Sense & Sensitivity by Harriette Cole

Teen Can Have Fun Going to Prom Alone

DEAR HARRIETTE: I can't believe that it is prom season already. I am worried because my daughter does not have a date for her special day. I don't want my daughter to go to the prom alone and feel lonely. What can I do to ensure my daughter will have a good time at her prom, even if she goes by herself? -- Prom Mom, New York City

DEAR PROM MOM: First, make sure your daughter wants to go to prom. It's fine if she doesn't. If she does, ask her if any of her friends will be going to the prom and if any of them are going solo. An option is for your daughter to go with a group of friends who would otherwise not have dates. Just as couples sometimes do, they can rent a limo and choose to spend the evening together as friends.

If she does not have other friends going solo, find out if any of her friends traveling with a date would be open to including her in any part of the evening. For example, you could host a pre-gathering where a group of friends comes to your house on the way to prom. That way they establish camaraderie in advance. At the event, they may spend a bit of time together, too.

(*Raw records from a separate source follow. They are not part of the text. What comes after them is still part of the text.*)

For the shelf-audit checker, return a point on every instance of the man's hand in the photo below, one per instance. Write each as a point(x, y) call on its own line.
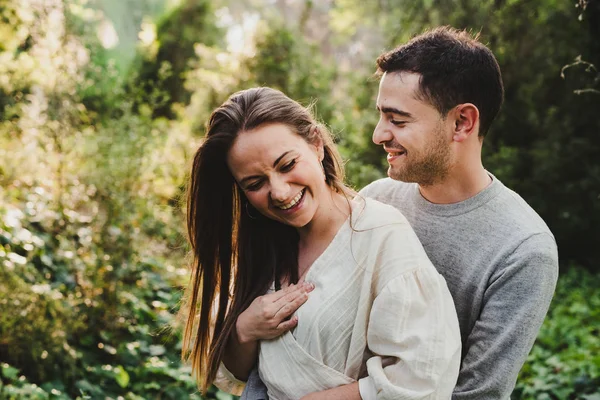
point(345, 392)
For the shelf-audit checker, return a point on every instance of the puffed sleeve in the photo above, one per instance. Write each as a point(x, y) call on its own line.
point(414, 335)
point(227, 382)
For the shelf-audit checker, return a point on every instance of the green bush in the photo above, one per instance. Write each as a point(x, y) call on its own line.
point(565, 360)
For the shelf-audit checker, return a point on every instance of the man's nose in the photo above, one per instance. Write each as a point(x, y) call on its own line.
point(381, 134)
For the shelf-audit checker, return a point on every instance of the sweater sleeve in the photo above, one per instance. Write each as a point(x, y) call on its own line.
point(414, 335)
point(515, 304)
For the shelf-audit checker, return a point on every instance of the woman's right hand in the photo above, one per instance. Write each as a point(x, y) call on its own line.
point(266, 317)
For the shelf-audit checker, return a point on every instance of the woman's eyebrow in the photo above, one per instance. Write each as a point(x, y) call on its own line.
point(244, 180)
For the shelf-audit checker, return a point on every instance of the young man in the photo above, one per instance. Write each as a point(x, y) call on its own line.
point(438, 96)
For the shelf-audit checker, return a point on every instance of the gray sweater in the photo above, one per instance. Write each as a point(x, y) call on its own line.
point(501, 264)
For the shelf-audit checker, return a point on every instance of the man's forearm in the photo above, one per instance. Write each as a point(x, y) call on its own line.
point(345, 392)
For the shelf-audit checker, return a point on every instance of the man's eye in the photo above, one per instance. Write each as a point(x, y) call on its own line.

Essentially, your daughter needs to identify someone or a group of people who will be kind to her at the event so that she does not feel isolated.

DEAR HARRIETTE: I have a very active 6-year-old son. He is very creative and he likes anything and everything any 6-year-old boy would like. His kindergarten teacher thinks he needs to take medicine to calm him.

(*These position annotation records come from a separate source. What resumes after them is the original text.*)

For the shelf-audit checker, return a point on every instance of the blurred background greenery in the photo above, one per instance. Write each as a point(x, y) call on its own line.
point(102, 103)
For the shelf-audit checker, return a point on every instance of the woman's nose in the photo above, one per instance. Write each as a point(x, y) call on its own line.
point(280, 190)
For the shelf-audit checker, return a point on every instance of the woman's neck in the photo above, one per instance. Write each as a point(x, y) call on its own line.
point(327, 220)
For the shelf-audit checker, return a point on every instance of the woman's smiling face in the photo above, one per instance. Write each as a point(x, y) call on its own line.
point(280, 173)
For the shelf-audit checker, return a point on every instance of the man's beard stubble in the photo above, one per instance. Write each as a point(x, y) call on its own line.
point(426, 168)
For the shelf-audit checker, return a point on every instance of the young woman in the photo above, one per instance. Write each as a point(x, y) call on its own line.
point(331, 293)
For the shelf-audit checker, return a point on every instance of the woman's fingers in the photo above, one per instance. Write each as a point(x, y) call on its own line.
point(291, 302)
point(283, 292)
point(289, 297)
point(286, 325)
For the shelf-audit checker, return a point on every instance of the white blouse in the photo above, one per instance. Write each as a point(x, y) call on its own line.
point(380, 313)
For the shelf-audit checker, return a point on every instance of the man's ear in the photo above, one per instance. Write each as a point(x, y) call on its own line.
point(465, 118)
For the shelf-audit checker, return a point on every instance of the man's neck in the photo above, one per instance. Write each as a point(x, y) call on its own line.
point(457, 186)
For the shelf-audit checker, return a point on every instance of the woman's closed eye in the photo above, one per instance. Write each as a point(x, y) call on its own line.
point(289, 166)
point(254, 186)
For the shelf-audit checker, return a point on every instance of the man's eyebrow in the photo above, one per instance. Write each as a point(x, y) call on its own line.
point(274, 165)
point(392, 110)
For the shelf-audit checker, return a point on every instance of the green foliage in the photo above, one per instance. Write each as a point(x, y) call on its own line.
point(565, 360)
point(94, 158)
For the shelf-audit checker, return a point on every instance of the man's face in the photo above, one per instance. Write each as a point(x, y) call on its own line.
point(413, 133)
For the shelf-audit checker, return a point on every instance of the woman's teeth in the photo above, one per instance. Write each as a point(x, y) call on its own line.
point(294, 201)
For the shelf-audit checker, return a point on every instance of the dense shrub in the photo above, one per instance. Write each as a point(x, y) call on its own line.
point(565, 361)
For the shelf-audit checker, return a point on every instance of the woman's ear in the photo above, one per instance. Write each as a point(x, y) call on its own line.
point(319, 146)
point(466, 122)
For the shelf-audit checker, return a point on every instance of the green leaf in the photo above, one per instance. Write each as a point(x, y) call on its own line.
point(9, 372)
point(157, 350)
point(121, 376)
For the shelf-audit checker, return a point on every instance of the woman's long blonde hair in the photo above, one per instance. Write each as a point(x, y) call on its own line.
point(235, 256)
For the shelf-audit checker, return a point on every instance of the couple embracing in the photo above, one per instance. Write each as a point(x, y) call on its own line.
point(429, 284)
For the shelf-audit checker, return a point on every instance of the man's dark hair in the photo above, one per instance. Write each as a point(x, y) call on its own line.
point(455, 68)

Last week, my son had an outburst in class, which left some of his classmates shaken up. I went to discuss the situation with my son; he told me the kids were making fun of him and that resulted in the outburst. I think his teacher went to the extreme in this situation, and I would like to know how I should address his teacher for suggesting my child should take medicine? -- Happy Child, Unhappy Parent, Queens, N.Y.

DEAR UNHAPPY PARENT: Schedule a meeting with your son's teacher to review the situation -- including the recommendation for medicine. Ask the teacher to describe the scenario that prompted the suggestion. Repeat what your son shared. Ask the teacher if he has any tools for defusing outbursts and what steps are in place when children tease other children. Bullying of any kind should not be tolerated.

Ask why the teacher thinks your child needs medication. That is a strong statement coming from someone who is not a medical doctor. Hear the teacher out anyway. You may want to discuss the teacher's concerns with your son's pediatrician. In some cases, medication does help children. But it is also true that adequate time for daily physical activity can help to calm children down effectively. When children feel safe and heard, they often lash out less. If your child was being bullied, the other children deserve some type of reprimand as well.